Assalto a Capitol Hill, incriminato Steve Bannon

13 nov 2021

Incriminato per non essersi ancora presentato a testimoniare, per non aver consegnato documenti utili a ricostruire l'assalto al Campidoglio del 6 gennaio scorso. Steve Bannon, ex stratega di Donald Trump, è stato giudicato colpevole da un gran giurì Federale di oltraggio al congresso degli Stati Uniti, che lo aveva chiamato a deporre davanti alla commissione d'inchiesta della Camera dei rappresentanti. Il controverso consigliere dell'ex presidente si era rifiutato, come hanno fatto finora molti fedelissimi trumpiani, per prendere tempo in attesa che la giustizia americana dica l'ultima parola sull'effettiva segretezza delle comunicazioni avvenute alla Casa Bianca nelle ore in cui il Congresso veniva assaltato, mentre certificava le elezioni di Joe Biden.
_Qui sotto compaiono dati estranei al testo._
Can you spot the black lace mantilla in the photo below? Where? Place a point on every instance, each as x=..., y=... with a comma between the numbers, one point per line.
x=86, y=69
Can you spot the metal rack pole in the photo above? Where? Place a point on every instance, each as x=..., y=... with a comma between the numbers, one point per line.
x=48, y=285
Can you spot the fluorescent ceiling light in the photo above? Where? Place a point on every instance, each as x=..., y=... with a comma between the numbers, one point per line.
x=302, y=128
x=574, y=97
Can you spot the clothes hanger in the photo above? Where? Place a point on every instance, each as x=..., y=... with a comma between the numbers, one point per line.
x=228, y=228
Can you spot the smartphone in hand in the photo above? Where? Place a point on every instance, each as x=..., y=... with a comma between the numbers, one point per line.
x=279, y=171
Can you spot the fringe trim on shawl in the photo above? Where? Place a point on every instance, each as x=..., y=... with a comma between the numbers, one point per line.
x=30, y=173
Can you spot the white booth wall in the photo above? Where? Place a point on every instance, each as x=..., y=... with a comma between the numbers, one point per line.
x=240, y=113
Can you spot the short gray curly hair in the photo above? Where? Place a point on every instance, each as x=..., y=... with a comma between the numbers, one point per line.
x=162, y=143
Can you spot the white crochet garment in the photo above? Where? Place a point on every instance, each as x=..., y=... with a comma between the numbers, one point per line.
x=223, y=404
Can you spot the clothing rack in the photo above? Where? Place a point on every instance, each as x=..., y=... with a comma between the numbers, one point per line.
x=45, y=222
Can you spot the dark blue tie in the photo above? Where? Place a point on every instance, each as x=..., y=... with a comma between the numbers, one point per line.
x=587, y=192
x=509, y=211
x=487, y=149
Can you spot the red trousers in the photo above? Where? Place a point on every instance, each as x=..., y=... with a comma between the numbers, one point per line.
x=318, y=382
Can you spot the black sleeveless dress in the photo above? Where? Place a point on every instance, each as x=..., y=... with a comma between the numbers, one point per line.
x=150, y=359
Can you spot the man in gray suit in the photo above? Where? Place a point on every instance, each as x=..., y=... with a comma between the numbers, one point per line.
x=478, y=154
Il privilegio esecutivo, evocato da Trump, per impedire di rivelare quali contatti i suoi uomini abbiano avuto con i rivoltosi è giudicato inapplicabile, ma ad ogni passaggio in un tribunale, basta un ricorso per inceppare la macchina giudiziaria. In un susseguirsi di colpi di scena la consegna dei documenti dell'Amministrazione alla Commissione d'inchiesta è stata dunque rimandata alla fine del mese, per il rifiuto di testimoniare gli ex uomini del presidente di rischiano fino a un anno di carcere. Ma Bannon potrebbe consegnarsi alle autorità già lunedì e raccontare quel che sà nel pomeriggio, anche perché quasi non passa giorno senza che esca un nuovo dettaglio sul coinvolgimento della casa bianca nei fatti di Washington. L'ultimo è un audio nel quale Trump sembra giustificare gli assalitori quando minacciano di impiccare il suo stesso vicepresidente.